今季新たに背番号10のユニフォームに袖を通す選手は、横浜F・マリノスのマルコス・ジュニオール、横浜FCの中村俊輔、サガン鳥栖の樋口雄太の3人。19年J1得点王のマルコス・ジュニオールは、かつて中村が7年間着けた“トリコロールの10”の後継者になる。

中村が愛着ある番号で戦うのはF・マリノス、レッジーナ(イタリア)、ジュビロ磐田の所属時代に続き、2季ぶり計14年目。樋口は地元・佐賀出身でU-18までサガンのアカデミーでプレーし、鹿屋体育大を経て、プロ3年目を迎える若き副キャプテンだ。

“スペシャルな10番”マルコス・ジュニオール

背番号10の選手をポジション別に振り分けてみたい。選手によっては複数のポジションをこなす選手もいるが、昨年出場したポジションを基に分別してみた。

ボランチは北海道コンサドーレ札幌の宮澤裕樹が該当する。FWは清水エスパルスのカルリーニョス・ジュニオと、昨季は前線での出場が多かったユーティリティープレーヤー、城後寿(アビスパ福岡)の2人だけと少ない。そして残りはオフェンシブハーフの選手たち14人が占める。
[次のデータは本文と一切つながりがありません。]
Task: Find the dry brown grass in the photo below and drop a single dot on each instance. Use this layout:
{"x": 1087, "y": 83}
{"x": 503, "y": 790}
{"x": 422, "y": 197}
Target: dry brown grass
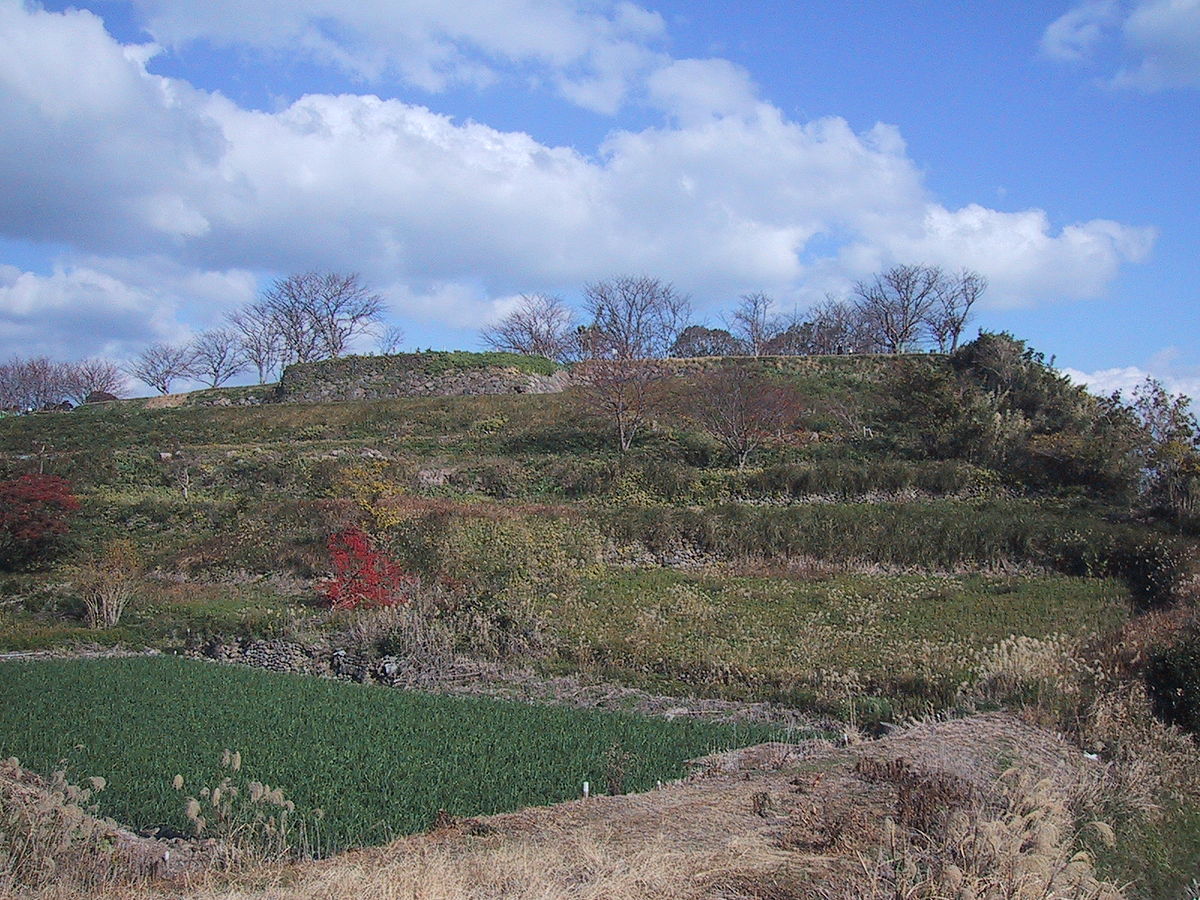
{"x": 911, "y": 815}
{"x": 52, "y": 839}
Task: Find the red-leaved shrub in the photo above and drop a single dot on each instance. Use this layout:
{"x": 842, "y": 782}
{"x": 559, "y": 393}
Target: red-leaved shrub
{"x": 34, "y": 513}
{"x": 363, "y": 576}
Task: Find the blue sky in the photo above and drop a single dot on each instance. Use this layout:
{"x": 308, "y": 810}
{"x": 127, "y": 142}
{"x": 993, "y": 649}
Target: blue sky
{"x": 163, "y": 160}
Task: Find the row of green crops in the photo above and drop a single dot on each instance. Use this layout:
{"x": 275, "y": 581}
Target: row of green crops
{"x": 377, "y": 762}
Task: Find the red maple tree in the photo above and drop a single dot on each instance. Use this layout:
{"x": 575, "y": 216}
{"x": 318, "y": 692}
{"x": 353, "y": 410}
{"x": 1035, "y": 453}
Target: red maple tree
{"x": 34, "y": 513}
{"x": 364, "y": 577}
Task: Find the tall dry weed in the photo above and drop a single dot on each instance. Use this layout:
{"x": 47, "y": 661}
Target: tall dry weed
{"x": 49, "y": 833}
{"x": 1023, "y": 845}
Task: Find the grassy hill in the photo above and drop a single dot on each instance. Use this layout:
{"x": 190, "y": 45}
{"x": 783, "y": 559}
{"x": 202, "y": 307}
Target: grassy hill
{"x": 927, "y": 534}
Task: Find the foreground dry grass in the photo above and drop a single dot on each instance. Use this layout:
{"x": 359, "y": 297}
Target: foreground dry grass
{"x": 969, "y": 808}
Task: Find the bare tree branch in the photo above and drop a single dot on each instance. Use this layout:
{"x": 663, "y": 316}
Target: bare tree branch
{"x": 897, "y": 303}
{"x": 540, "y": 325}
{"x": 217, "y": 355}
{"x": 160, "y": 364}
{"x": 261, "y": 339}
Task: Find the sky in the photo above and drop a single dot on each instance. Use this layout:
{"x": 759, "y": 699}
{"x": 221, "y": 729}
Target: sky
{"x": 163, "y": 161}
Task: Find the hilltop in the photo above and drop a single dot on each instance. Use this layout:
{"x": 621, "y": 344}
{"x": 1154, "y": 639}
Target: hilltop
{"x": 904, "y": 535}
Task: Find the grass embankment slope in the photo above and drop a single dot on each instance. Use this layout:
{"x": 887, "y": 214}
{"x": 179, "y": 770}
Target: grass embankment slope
{"x": 923, "y": 540}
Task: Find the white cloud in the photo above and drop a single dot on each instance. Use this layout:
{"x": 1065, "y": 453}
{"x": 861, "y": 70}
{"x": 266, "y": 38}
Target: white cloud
{"x": 731, "y": 196}
{"x": 112, "y": 307}
{"x": 1127, "y": 378}
{"x": 1075, "y": 35}
{"x": 1165, "y": 36}
{"x": 1161, "y": 37}
{"x": 693, "y": 90}
{"x": 592, "y": 49}
{"x": 1021, "y": 255}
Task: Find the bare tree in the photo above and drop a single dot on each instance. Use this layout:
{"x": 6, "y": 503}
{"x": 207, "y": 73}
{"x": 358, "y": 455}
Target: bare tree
{"x": 703, "y": 341}
{"x": 624, "y": 391}
{"x": 897, "y": 303}
{"x": 391, "y": 339}
{"x": 635, "y": 321}
{"x": 949, "y": 316}
{"x": 539, "y": 325}
{"x": 838, "y": 327}
{"x": 744, "y": 409}
{"x": 94, "y": 376}
{"x": 317, "y": 315}
{"x": 33, "y": 383}
{"x": 261, "y": 339}
{"x": 753, "y": 323}
{"x": 160, "y": 364}
{"x": 217, "y": 355}
{"x": 345, "y": 309}
{"x": 634, "y": 317}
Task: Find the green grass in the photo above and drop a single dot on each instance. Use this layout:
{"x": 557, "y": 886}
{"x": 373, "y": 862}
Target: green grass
{"x": 378, "y": 762}
{"x": 913, "y": 635}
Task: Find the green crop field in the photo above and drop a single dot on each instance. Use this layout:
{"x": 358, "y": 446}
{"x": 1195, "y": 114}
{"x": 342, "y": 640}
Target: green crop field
{"x": 377, "y": 762}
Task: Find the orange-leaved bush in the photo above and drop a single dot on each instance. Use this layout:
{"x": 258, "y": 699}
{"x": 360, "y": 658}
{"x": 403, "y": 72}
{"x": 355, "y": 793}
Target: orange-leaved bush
{"x": 364, "y": 577}
{"x": 34, "y": 511}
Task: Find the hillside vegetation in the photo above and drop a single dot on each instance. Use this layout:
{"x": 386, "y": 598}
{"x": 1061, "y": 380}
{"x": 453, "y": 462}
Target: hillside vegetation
{"x": 904, "y": 535}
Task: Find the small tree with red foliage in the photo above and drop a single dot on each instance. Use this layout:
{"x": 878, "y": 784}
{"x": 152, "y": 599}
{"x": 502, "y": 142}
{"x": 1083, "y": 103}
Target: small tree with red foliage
{"x": 34, "y": 511}
{"x": 364, "y": 579}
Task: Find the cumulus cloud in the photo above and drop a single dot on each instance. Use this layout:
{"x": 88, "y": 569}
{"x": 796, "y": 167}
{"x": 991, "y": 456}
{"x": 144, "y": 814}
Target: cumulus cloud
{"x": 592, "y": 51}
{"x": 1075, "y": 35}
{"x": 112, "y": 307}
{"x": 1165, "y": 36}
{"x": 727, "y": 196}
{"x": 693, "y": 90}
{"x": 1161, "y": 39}
{"x": 1127, "y": 378}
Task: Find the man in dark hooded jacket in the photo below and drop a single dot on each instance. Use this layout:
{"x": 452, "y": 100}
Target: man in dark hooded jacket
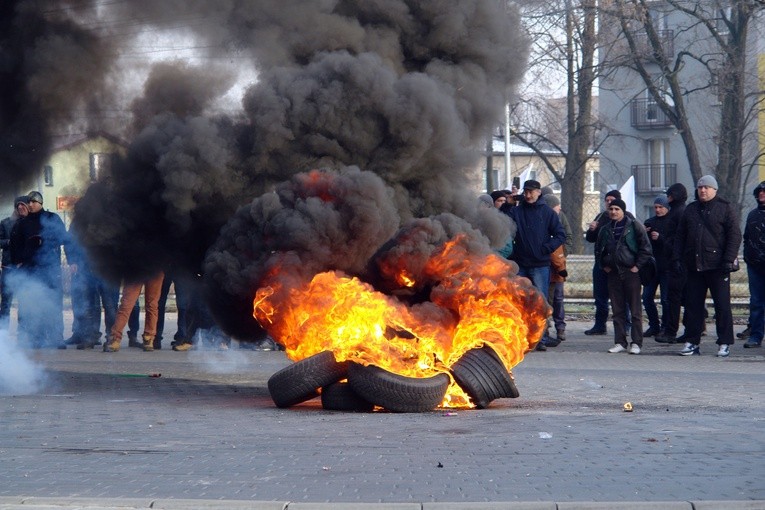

さらに、この14人をいわゆる「司令塔」のゲームメーカータイプと、パスの受け手になる機会が多く、自らゴールも目指すアタッカータイプに分けてみたい。前者は柏木陽介(浦和レッズ)、大島僚太(川崎フロンターレ)、中村、山田直輝(湘南)、倉田秋(ガンバ大阪)、清武弘嗣(セレッソ大阪)、森島司(サンフレッチェ広島)の7人。

後者は江坂任(柏レイソル)、東慶悟(FC東京)、マルコス・ジュニオール、ガブリエル・シャビエル(名古屋グランパス)、渡井理己(ヴェルティス徳島)、樋口、野村直輝(大分トリニータ)と、それぞれ7人ずつに分けてみた。

しかし、筆者の主観が入るため、選手によってはタイプの選択に迷う。その最たる選手がマルコス・ジュニオールだった。来日2年でリーグ戦計26得点を稼いだブラジリアンは、トップ下のポジションで、チャンスメイクの役割も担う攻撃のマルチロール。得点力がありながら、周囲のアタッカーも生かせるスペシャルな選手だと言えるだろう。

城後寿と宮澤裕樹の10番は重みが違う

「年齢」についても触れよう。ここに挙げた17人の平均年齢は29.2歳とやや高め。最年長はご存じ、日本サッカー界のレジェンド中村の42歳で、34歳の城後、33歳の柏木、31歳の宮澤がそれに続く。逆に最年少はヴォルティスのドリブラー渡井の21歳で、23歳の森島、24歳の樋口という順になる。

最後に10番の連続着用年数を見ると、08年から背負い、J1・J2を含めると今季で14年目を迎える城後が最長になる。同じくJ1・J2の両舞台でエースナンバーを付け続け、12年目に入る宮澤が2位に。

2人とも地元出身選手でチーム一筋、城後自身4度もJ2から這い上がり、宮沢もJ2降格を2度経験した過去を持つ。お互いに酸いも甘いも噛み分けてきたバンディエラと呼ばれる存在。今季J1で年々、重厚感を高めるアビスパ&コンサドーレのNo.10を見届けたい。